A chegada da Sexta-feira Santa, celebrada nesta sexta-feira (3), já movimenta trabalhadores que esperam pelo feriadão prolongado. A data, conhecida como Paixão de Cristo, é considerada feriado nacional e garante, em regra, o direito ao descanso. No fim do mês, outro feriado também está no calendário: o Dia de Tiradentes, em 21 de abril.
Apesar disso, nem todos poderão folgar. A legislação trabalhista permite que alguns setores mantenham suas atividades durante feriados, especialmente aqueles considerados essenciais, como serviços de saúde, segurança, transporte, comércio e indústria.
Trabalho no feriado
De acordo com a Consolidação das Leis do Trabalho (CLT), o trabalho em feriados é, em geral, proibido, mas há exceções. Empresas podem convocar funcionários quando a atividade é essencial ou quando há previsão em convenção coletiva firmada entre sindicatos e empregadores.
Nesses casos, o trabalhador tem direito a receber o pagamento em dobro pelo dia trabalhado ou a uma folga compensatória em outra data.
E no domingo de Páscoa?
O domingo de Páscoa, que neste ano cai no dia 5, não é considerado feriado nacional. Por isso, as regras seguem o funcionamento normal do trabalho aos domingos, podendo variar conforme acordos coletivos ou contratos individuais.
Se houver prestação de serviço em regime de horas extras, a legislação garante adicional de, no mínimo, 50% sobre o valor da hora comum.
Faltas e penalidades
Caso o trabalhador seja escalado para trabalhar no feriado, a ausência precisa ser devidamente justificada.
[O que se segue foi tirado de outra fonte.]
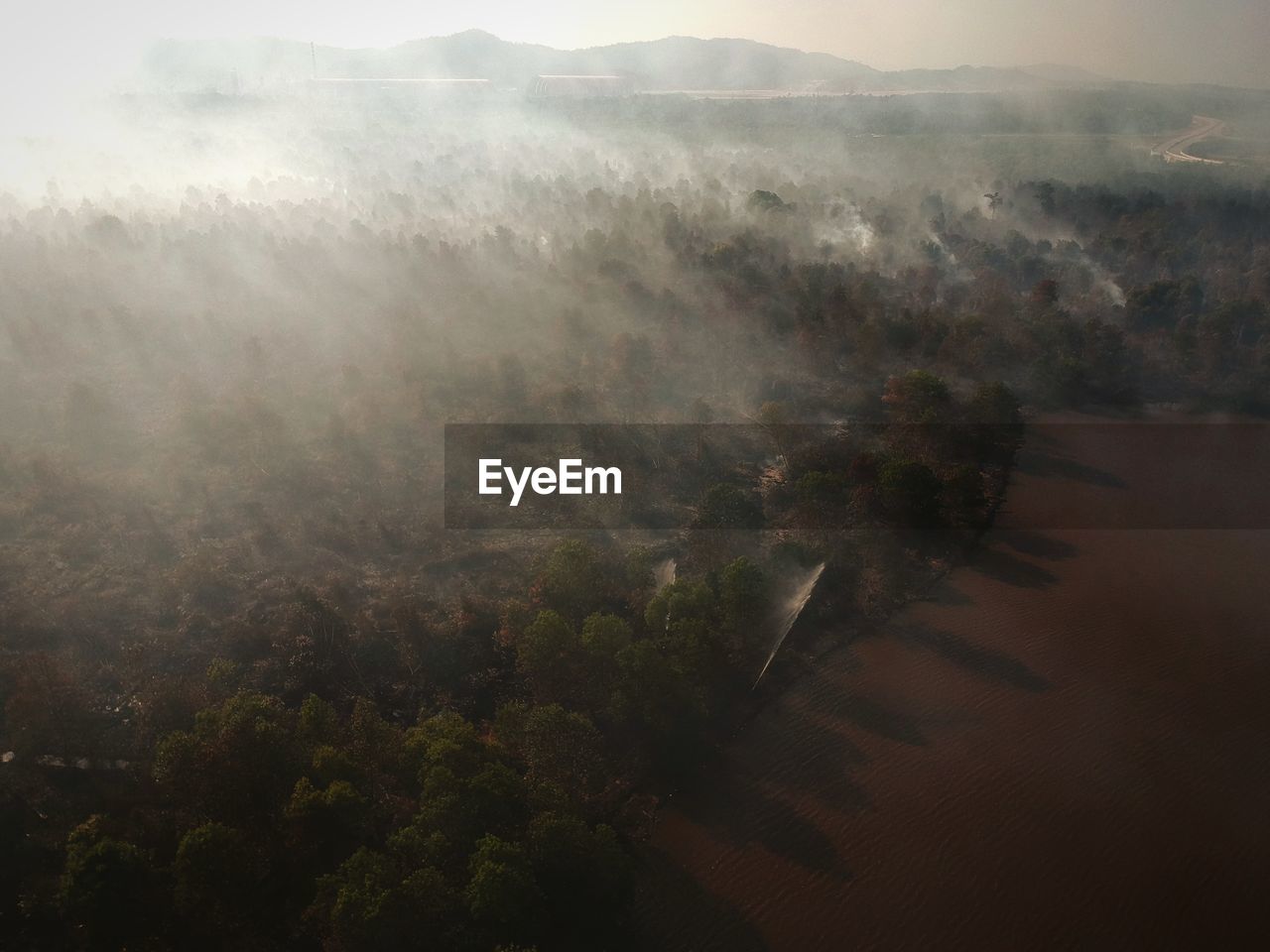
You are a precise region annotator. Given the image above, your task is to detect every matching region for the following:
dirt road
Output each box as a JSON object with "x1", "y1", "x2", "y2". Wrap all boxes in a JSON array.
[{"x1": 1151, "y1": 115, "x2": 1225, "y2": 165}]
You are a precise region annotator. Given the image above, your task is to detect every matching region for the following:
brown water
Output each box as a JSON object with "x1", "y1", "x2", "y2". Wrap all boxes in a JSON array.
[{"x1": 636, "y1": 416, "x2": 1270, "y2": 952}]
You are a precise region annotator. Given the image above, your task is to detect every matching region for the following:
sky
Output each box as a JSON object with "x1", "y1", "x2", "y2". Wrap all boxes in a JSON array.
[{"x1": 0, "y1": 0, "x2": 1270, "y2": 92}]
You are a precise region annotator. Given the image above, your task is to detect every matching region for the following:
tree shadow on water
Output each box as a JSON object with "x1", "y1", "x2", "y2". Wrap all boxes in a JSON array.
[
  {"x1": 627, "y1": 844, "x2": 768, "y2": 952},
  {"x1": 829, "y1": 692, "x2": 929, "y2": 747},
  {"x1": 895, "y1": 625, "x2": 1054, "y2": 693},
  {"x1": 1015, "y1": 450, "x2": 1129, "y2": 489},
  {"x1": 673, "y1": 772, "x2": 851, "y2": 880},
  {"x1": 997, "y1": 530, "x2": 1080, "y2": 562},
  {"x1": 970, "y1": 548, "x2": 1058, "y2": 589}
]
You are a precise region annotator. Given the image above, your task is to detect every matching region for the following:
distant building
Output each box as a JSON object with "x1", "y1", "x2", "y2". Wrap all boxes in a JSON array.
[{"x1": 528, "y1": 76, "x2": 635, "y2": 99}]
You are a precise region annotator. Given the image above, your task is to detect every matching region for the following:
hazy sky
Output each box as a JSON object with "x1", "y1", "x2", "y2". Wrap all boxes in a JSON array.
[{"x1": 0, "y1": 0, "x2": 1270, "y2": 87}]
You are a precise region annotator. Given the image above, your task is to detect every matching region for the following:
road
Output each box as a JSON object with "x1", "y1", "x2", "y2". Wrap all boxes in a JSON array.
[{"x1": 1151, "y1": 115, "x2": 1225, "y2": 165}]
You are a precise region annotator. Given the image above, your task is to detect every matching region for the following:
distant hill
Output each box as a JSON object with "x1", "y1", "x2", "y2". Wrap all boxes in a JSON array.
[{"x1": 140, "y1": 31, "x2": 1098, "y2": 92}]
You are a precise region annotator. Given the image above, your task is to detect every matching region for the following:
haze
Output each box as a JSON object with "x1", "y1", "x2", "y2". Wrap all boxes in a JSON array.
[{"x1": 0, "y1": 0, "x2": 1270, "y2": 95}]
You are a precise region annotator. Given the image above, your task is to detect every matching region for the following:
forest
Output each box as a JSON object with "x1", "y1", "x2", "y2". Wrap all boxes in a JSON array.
[{"x1": 0, "y1": 91, "x2": 1270, "y2": 952}]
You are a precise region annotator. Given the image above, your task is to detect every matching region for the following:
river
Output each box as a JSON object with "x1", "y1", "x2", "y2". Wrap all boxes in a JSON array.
[{"x1": 635, "y1": 416, "x2": 1270, "y2": 952}]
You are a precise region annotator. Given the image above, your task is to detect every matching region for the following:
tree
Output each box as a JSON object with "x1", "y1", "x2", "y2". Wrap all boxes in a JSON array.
[
  {"x1": 463, "y1": 837, "x2": 543, "y2": 939},
  {"x1": 61, "y1": 816, "x2": 154, "y2": 949},
  {"x1": 172, "y1": 822, "x2": 260, "y2": 938},
  {"x1": 516, "y1": 612, "x2": 584, "y2": 703}
]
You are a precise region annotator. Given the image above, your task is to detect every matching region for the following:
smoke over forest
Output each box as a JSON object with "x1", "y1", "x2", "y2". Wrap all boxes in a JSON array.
[{"x1": 0, "y1": 22, "x2": 1270, "y2": 952}]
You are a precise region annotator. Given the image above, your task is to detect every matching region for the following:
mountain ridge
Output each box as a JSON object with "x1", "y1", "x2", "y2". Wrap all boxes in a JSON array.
[{"x1": 140, "y1": 29, "x2": 1108, "y2": 92}]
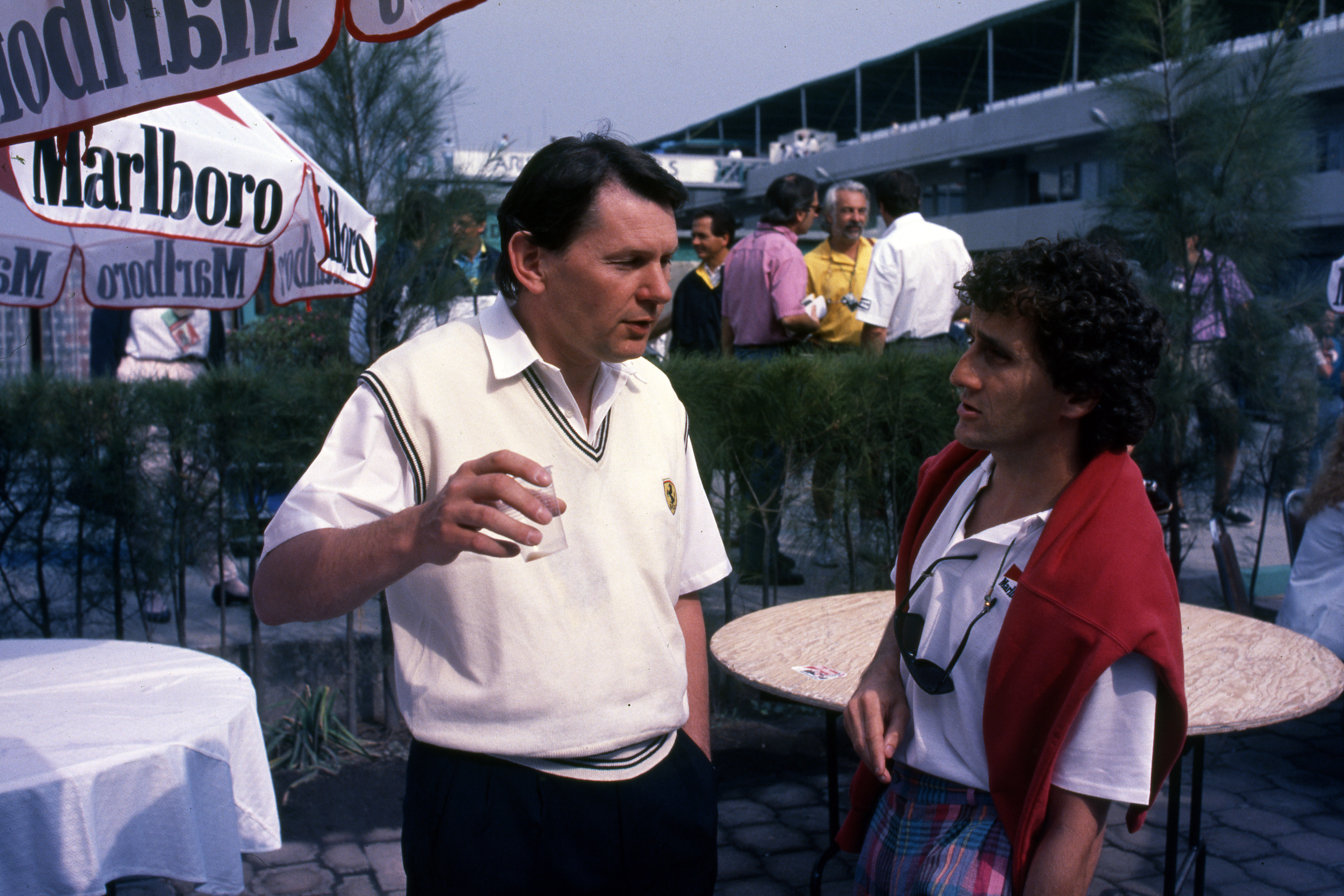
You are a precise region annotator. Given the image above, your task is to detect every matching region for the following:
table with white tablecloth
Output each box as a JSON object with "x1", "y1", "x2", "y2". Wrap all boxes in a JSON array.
[{"x1": 0, "y1": 640, "x2": 281, "y2": 896}]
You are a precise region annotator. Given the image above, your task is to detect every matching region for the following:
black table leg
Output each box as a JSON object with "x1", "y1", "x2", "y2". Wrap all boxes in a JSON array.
[
  {"x1": 1163, "y1": 755, "x2": 1185, "y2": 896},
  {"x1": 809, "y1": 709, "x2": 840, "y2": 896},
  {"x1": 1163, "y1": 735, "x2": 1208, "y2": 896},
  {"x1": 1189, "y1": 736, "x2": 1208, "y2": 896}
]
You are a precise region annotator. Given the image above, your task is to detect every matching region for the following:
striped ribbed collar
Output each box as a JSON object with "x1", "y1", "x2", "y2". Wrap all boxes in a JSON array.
[{"x1": 480, "y1": 300, "x2": 644, "y2": 445}]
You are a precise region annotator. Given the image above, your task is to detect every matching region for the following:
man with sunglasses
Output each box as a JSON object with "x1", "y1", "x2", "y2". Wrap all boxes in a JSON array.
[{"x1": 837, "y1": 239, "x2": 1185, "y2": 896}]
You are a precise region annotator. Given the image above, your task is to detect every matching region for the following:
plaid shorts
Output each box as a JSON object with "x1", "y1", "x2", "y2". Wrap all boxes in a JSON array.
[{"x1": 853, "y1": 766, "x2": 1012, "y2": 896}]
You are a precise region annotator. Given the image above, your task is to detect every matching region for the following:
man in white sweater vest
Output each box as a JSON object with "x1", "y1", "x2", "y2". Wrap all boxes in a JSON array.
[{"x1": 254, "y1": 134, "x2": 730, "y2": 896}]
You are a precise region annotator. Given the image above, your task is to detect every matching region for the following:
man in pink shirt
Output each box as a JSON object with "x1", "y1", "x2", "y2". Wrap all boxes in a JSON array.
[
  {"x1": 722, "y1": 175, "x2": 818, "y2": 357},
  {"x1": 720, "y1": 175, "x2": 820, "y2": 586}
]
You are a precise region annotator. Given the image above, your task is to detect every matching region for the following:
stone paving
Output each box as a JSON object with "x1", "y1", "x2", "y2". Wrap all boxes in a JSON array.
[
  {"x1": 117, "y1": 700, "x2": 1344, "y2": 896},
  {"x1": 117, "y1": 497, "x2": 1344, "y2": 896}
]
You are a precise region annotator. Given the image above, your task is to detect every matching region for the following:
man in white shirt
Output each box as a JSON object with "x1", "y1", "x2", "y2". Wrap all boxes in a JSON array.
[
  {"x1": 855, "y1": 169, "x2": 970, "y2": 355},
  {"x1": 254, "y1": 134, "x2": 730, "y2": 895},
  {"x1": 837, "y1": 240, "x2": 1185, "y2": 896}
]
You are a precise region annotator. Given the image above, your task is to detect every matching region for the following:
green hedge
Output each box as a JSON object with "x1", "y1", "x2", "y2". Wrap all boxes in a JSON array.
[{"x1": 0, "y1": 355, "x2": 956, "y2": 637}]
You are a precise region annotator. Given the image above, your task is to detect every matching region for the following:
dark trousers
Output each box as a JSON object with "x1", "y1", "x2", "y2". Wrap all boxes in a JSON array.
[{"x1": 402, "y1": 733, "x2": 718, "y2": 896}]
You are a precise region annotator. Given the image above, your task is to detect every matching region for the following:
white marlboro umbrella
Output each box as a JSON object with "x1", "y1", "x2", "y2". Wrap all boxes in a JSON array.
[
  {"x1": 0, "y1": 94, "x2": 375, "y2": 309},
  {"x1": 0, "y1": 0, "x2": 484, "y2": 146}
]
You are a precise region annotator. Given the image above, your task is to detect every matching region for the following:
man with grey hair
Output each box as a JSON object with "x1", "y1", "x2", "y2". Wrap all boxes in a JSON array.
[{"x1": 802, "y1": 180, "x2": 872, "y2": 348}]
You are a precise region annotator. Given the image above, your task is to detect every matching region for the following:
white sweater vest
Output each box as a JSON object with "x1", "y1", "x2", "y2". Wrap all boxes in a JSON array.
[{"x1": 363, "y1": 318, "x2": 695, "y2": 774}]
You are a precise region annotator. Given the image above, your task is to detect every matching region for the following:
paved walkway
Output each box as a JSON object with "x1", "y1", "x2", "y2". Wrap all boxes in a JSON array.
[
  {"x1": 117, "y1": 700, "x2": 1344, "y2": 896},
  {"x1": 118, "y1": 494, "x2": 1344, "y2": 896}
]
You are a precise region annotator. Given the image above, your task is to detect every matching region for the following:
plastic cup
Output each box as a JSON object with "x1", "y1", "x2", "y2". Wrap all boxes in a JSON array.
[{"x1": 495, "y1": 467, "x2": 570, "y2": 560}]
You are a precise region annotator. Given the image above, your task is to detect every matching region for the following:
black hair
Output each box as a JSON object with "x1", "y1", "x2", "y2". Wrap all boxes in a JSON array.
[
  {"x1": 761, "y1": 175, "x2": 817, "y2": 227},
  {"x1": 691, "y1": 205, "x2": 738, "y2": 246},
  {"x1": 957, "y1": 239, "x2": 1167, "y2": 459},
  {"x1": 872, "y1": 168, "x2": 919, "y2": 218},
  {"x1": 495, "y1": 134, "x2": 687, "y2": 298}
]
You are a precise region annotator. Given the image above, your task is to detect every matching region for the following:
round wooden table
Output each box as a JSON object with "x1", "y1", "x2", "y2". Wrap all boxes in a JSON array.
[{"x1": 710, "y1": 590, "x2": 1344, "y2": 893}]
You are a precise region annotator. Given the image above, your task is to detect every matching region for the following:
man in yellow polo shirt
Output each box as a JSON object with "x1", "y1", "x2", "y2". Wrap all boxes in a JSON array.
[
  {"x1": 804, "y1": 180, "x2": 872, "y2": 348},
  {"x1": 802, "y1": 180, "x2": 872, "y2": 568}
]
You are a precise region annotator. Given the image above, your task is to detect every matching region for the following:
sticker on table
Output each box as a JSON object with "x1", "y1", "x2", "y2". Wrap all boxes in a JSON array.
[{"x1": 793, "y1": 666, "x2": 844, "y2": 681}]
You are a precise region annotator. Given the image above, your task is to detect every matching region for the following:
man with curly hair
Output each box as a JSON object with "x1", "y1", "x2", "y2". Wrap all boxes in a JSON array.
[{"x1": 837, "y1": 239, "x2": 1185, "y2": 896}]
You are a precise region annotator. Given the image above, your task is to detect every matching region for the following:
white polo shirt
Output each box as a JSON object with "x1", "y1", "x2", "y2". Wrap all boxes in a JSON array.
[
  {"x1": 265, "y1": 302, "x2": 730, "y2": 779},
  {"x1": 855, "y1": 212, "x2": 970, "y2": 343},
  {"x1": 892, "y1": 457, "x2": 1157, "y2": 805}
]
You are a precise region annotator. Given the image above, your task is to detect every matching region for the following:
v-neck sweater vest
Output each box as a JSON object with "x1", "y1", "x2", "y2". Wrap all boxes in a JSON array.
[{"x1": 362, "y1": 318, "x2": 693, "y2": 774}]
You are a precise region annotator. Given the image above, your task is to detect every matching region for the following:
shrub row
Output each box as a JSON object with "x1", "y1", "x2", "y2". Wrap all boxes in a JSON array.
[{"x1": 0, "y1": 355, "x2": 956, "y2": 637}]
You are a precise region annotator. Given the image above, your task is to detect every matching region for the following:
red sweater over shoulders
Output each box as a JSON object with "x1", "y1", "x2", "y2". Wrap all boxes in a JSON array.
[{"x1": 836, "y1": 442, "x2": 1185, "y2": 892}]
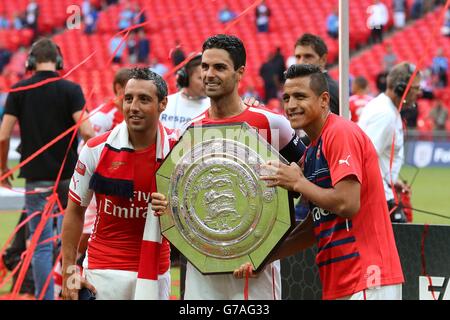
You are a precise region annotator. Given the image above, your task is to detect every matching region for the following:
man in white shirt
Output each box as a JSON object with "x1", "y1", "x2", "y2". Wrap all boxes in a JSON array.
[
  {"x1": 358, "y1": 62, "x2": 421, "y2": 222},
  {"x1": 160, "y1": 53, "x2": 210, "y2": 129},
  {"x1": 367, "y1": 0, "x2": 389, "y2": 43}
]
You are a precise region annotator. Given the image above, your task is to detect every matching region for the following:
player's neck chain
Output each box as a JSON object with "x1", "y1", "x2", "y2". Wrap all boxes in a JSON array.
[{"x1": 181, "y1": 90, "x2": 206, "y2": 100}]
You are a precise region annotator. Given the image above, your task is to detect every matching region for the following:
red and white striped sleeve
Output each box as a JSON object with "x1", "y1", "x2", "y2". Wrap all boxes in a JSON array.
[{"x1": 69, "y1": 141, "x2": 104, "y2": 207}]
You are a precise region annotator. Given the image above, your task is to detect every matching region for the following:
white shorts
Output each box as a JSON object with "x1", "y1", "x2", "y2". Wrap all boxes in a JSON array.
[
  {"x1": 84, "y1": 269, "x2": 171, "y2": 300},
  {"x1": 336, "y1": 284, "x2": 402, "y2": 300},
  {"x1": 184, "y1": 261, "x2": 281, "y2": 300}
]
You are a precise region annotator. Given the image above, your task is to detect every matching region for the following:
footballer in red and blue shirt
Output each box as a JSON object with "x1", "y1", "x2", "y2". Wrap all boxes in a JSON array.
[{"x1": 256, "y1": 65, "x2": 404, "y2": 299}]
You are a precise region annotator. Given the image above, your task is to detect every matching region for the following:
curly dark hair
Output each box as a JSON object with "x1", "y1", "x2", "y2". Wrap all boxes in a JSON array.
[
  {"x1": 130, "y1": 67, "x2": 169, "y2": 101},
  {"x1": 203, "y1": 34, "x2": 247, "y2": 70},
  {"x1": 284, "y1": 64, "x2": 328, "y2": 96}
]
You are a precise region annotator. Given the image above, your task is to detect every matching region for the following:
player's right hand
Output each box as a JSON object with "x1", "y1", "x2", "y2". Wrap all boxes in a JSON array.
[
  {"x1": 0, "y1": 168, "x2": 14, "y2": 189},
  {"x1": 61, "y1": 271, "x2": 97, "y2": 300},
  {"x1": 152, "y1": 192, "x2": 169, "y2": 216}
]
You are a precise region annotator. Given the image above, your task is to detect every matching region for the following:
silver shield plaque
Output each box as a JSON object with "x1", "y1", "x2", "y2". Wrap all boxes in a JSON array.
[{"x1": 157, "y1": 123, "x2": 293, "y2": 273}]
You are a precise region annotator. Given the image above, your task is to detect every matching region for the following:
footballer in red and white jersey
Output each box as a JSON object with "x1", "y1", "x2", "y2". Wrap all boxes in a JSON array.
[
  {"x1": 79, "y1": 101, "x2": 123, "y2": 234},
  {"x1": 69, "y1": 131, "x2": 175, "y2": 274}
]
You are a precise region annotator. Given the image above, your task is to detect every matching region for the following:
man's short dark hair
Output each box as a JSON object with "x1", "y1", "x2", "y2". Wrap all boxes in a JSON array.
[
  {"x1": 285, "y1": 64, "x2": 328, "y2": 96},
  {"x1": 294, "y1": 33, "x2": 328, "y2": 57},
  {"x1": 130, "y1": 68, "x2": 168, "y2": 102},
  {"x1": 353, "y1": 76, "x2": 369, "y2": 90},
  {"x1": 185, "y1": 54, "x2": 202, "y2": 77},
  {"x1": 30, "y1": 38, "x2": 59, "y2": 63},
  {"x1": 203, "y1": 34, "x2": 247, "y2": 70},
  {"x1": 386, "y1": 62, "x2": 415, "y2": 90},
  {"x1": 113, "y1": 68, "x2": 131, "y2": 94}
]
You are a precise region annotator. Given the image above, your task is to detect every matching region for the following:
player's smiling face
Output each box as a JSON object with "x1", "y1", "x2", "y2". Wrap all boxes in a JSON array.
[
  {"x1": 283, "y1": 77, "x2": 329, "y2": 133},
  {"x1": 123, "y1": 79, "x2": 167, "y2": 132},
  {"x1": 201, "y1": 49, "x2": 244, "y2": 99}
]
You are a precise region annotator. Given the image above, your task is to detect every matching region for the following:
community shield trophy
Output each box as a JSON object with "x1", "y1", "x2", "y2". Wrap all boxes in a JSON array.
[{"x1": 156, "y1": 123, "x2": 294, "y2": 274}]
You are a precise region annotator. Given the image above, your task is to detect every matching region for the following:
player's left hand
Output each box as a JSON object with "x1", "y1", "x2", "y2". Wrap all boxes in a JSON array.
[
  {"x1": 394, "y1": 180, "x2": 411, "y2": 194},
  {"x1": 261, "y1": 161, "x2": 304, "y2": 192},
  {"x1": 244, "y1": 97, "x2": 264, "y2": 107},
  {"x1": 233, "y1": 262, "x2": 259, "y2": 279}
]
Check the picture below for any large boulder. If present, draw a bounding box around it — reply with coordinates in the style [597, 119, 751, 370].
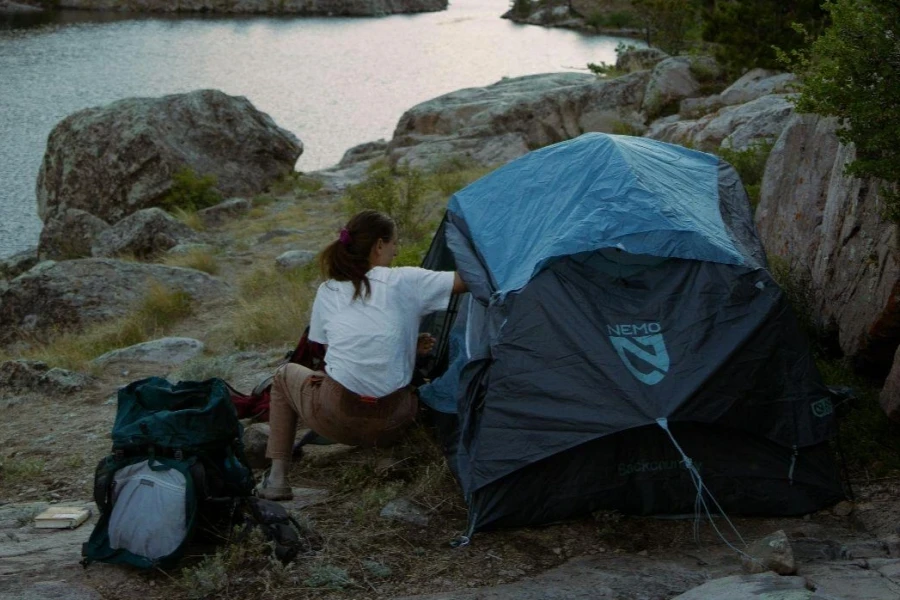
[38, 208, 109, 260]
[812, 146, 900, 376]
[389, 71, 650, 166]
[0, 258, 230, 341]
[93, 337, 205, 365]
[616, 48, 669, 73]
[641, 56, 721, 118]
[879, 348, 900, 423]
[0, 248, 39, 279]
[755, 115, 840, 281]
[91, 208, 199, 258]
[37, 90, 303, 223]
[756, 116, 900, 376]
[718, 69, 797, 106]
[646, 94, 794, 150]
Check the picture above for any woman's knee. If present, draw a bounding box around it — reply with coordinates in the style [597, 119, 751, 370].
[275, 363, 315, 389]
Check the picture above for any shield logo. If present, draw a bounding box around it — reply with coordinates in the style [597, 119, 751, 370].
[609, 333, 669, 385]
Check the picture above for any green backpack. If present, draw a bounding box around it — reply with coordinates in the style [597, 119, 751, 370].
[81, 377, 253, 568]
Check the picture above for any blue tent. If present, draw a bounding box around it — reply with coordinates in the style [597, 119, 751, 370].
[420, 133, 843, 530]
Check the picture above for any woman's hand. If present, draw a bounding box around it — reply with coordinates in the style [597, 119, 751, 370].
[416, 333, 435, 356]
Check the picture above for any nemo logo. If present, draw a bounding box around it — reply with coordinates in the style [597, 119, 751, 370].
[606, 323, 670, 385]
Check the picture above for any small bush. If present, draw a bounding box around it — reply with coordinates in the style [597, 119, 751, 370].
[343, 162, 433, 242]
[160, 167, 222, 211]
[172, 207, 206, 231]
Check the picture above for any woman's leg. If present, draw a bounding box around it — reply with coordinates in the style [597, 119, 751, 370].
[266, 363, 313, 488]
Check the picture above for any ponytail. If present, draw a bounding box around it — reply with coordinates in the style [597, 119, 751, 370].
[319, 210, 395, 300]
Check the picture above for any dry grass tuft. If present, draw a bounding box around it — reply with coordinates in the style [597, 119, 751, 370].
[22, 282, 192, 370]
[165, 249, 220, 275]
[231, 265, 317, 348]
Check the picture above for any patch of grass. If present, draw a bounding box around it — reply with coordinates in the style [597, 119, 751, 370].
[716, 141, 775, 210]
[62, 454, 84, 469]
[22, 282, 192, 370]
[393, 238, 431, 267]
[165, 248, 220, 275]
[0, 458, 45, 483]
[303, 564, 356, 590]
[172, 356, 235, 381]
[231, 263, 318, 348]
[177, 528, 299, 600]
[251, 194, 278, 208]
[160, 167, 222, 212]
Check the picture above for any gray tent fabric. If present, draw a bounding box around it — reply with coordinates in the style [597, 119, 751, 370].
[420, 134, 844, 531]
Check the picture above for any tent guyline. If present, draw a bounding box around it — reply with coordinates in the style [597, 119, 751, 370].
[419, 133, 844, 540]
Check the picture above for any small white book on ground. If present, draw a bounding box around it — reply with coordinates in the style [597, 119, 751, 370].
[34, 506, 91, 529]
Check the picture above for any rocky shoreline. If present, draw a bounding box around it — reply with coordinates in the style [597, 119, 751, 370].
[0, 50, 900, 600]
[0, 0, 447, 17]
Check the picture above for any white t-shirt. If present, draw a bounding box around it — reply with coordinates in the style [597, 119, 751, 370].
[309, 267, 454, 398]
Sem uma justificativa válida, o empregado pode sofrer penalidades, como desconto salarial, advertência, suspensão e, em casos mais graves, até demissão por justa causa.
Tipos de contrato
As regras valem tanto para trabalhadores fixos quanto para temporários com carteira assinada, que têm os mesmos direitos em relação à jornada, folgas e remuneração.
Já no caso de trabalhadores intermitentes, a convocação deve ser feita com pelo menos 72 horas de antecedência, e o profissional tem até 24 horas para aceitar ou recusar. Se aceitar e trabalhar no feriado, também terá direito ao pagamento adicional, que pode chegar ao dobro do valor da diária.
Com a proximidade dos feriados, a orientação é que os trabalhadores verifiquem seus contratos e eventuais convenções coletivas para entender como as regras se aplicam a cada categoria.